John 6:31-35 (NIV) 31Our ancestors ate the manna in the wilderness; as it is written: ‘He gave them bread from heaven to eat.’” 32Jesus said to them, “Very truly I tell you, it is not Moses who has given you the bread from heaven, but it is my Father who gives you the true bread from heaven. 33For the bread of God is the bread that comes down from heaven and gives life to the world.” 34“Sir,” they said, “always give us this bread.” 35Then Jesus declared, “I am the bread of life. Whoever comes to me will never go hungry, and whoever believes in me will never be thirsty.
Bread plays an important role throughout Scripture. The Israelites ate unleavened bread at the first Passover in Egypt and then survived 40 years in the desert eating bread from heaven. Bread featured prominently in the worship rituals in the tabernacle and later, in the temple at Jerusalem. Jesus performed miracles with bread, taught about bread, described Himself as the Bread of Life, and instructed His followers to eat bread to remember Him. Bread forms a central part of the everyday routine of most cultures around the world and God clearly wants to use bread to teach us something about Himself.
Several timeless truths emerge from today’s passages. First, God, and God alone, satisfies our deepest hungers. The Israelites’ predicament was obvious: without bread, they would all starve. Similarly, the starvation of the human soul is apparent in our world. Without bread from heaven, we starve for meaning and purpose. And we anxiously fill our lives in an attempt to either distract us or to numb these spiritual hunger pains.
Second, Jesus exhorts us to look beyond our physical desires and identify our true hunger. Those conversing with Jesus in John 6:25-40 are fixated on their fleeting, temporary desires (as humans tend to be). Having just witnessed Jesus miraculously feed a crowd of more than 4,000, they search for Him, not to understand who He is and where His power comes from, but simply to get another meal.

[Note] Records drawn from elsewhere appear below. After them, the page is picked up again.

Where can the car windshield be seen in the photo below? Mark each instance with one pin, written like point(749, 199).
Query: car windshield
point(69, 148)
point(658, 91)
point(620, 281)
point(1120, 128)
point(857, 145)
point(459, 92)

So how does God satisfy our spiritual hunger? Just like the Israelites 3,500 years ago, to prevent spiritual starvation, we must come to Jesus daily, in faith, to receive the life that comes from heaven. Notice how God tested the Israelites’ faith by seeing if they trusted Him enough to provide new bread every day. Similarly, God does not force you to believe in Jesus but gives you the opportunity to daily have your deepest longings satisfied in Him.

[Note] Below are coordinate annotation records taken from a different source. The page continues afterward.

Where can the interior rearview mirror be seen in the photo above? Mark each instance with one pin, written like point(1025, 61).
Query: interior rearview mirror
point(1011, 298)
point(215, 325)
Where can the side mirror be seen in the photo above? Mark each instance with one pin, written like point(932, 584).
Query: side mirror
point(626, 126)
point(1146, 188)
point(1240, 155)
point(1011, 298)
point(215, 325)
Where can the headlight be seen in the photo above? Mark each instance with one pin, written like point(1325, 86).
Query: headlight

Spend some time reflecting about what it means for Jesus to be your Bread of Life. How does your spiritual hunger for the life found in Him compare to the physical hunger you sometimes feel? When someone wants to improve their diet, a key to sustaining healthy eating is integrating healthy food choices into their daily routine. What spiritual “eating habit” (spiritual discipline or practice) do you need to prioritize to improve the quality of your spiritual diet? Consider fasting for a meal (or more) in the next few days to emphasize that you do not “live on bread alone, but on every word that comes from the mouth of God.”

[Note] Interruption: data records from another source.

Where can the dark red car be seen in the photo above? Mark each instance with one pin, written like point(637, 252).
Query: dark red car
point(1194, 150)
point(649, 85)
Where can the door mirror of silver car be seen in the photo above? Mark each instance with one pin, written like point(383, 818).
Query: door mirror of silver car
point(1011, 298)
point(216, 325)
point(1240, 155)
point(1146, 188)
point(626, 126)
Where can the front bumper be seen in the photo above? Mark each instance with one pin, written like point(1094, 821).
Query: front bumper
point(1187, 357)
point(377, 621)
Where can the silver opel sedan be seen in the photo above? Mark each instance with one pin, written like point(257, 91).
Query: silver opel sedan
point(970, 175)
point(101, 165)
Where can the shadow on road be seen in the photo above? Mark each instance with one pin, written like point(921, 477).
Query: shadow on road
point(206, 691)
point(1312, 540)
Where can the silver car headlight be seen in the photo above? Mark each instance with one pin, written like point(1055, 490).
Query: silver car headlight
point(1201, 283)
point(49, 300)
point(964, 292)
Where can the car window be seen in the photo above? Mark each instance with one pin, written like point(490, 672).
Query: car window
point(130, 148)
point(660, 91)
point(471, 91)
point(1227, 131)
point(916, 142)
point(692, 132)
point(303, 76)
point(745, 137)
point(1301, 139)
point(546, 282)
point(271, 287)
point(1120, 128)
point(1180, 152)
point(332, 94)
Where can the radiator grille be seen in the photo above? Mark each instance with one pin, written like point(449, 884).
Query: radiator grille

Memory Verse: Matthew 4:4 (NIV)
“Jesus answered, “It is written: ‘Man shall not live on bread alone, but on every word that comes from the mouth of God.’”
This week’s application involves two family activities. First, eat a meal as a family today and take some time at the beginning of the meal (or while you eat) to talk about the importance of the quality of both your physical and spiritual diets. Explain how taking a bite of food can remind you of how Jesus sustains our souls and also of the importance of “feeding” on the Bread of Life. Using everyday rituals to remind us of Jesus is an excellent way to focus on Him daily. As you pray for the meal, give thanks for both the food on the table as well as the spiritual food that God gives to all who believe in Him. Second, find a time this holiday season to invite someone else to share a meal with your family. Try to think of someone who may not be surrounded by family and friends during the holidays. You may even consider inviting that individual or family to join your own family’s Christmas dinner.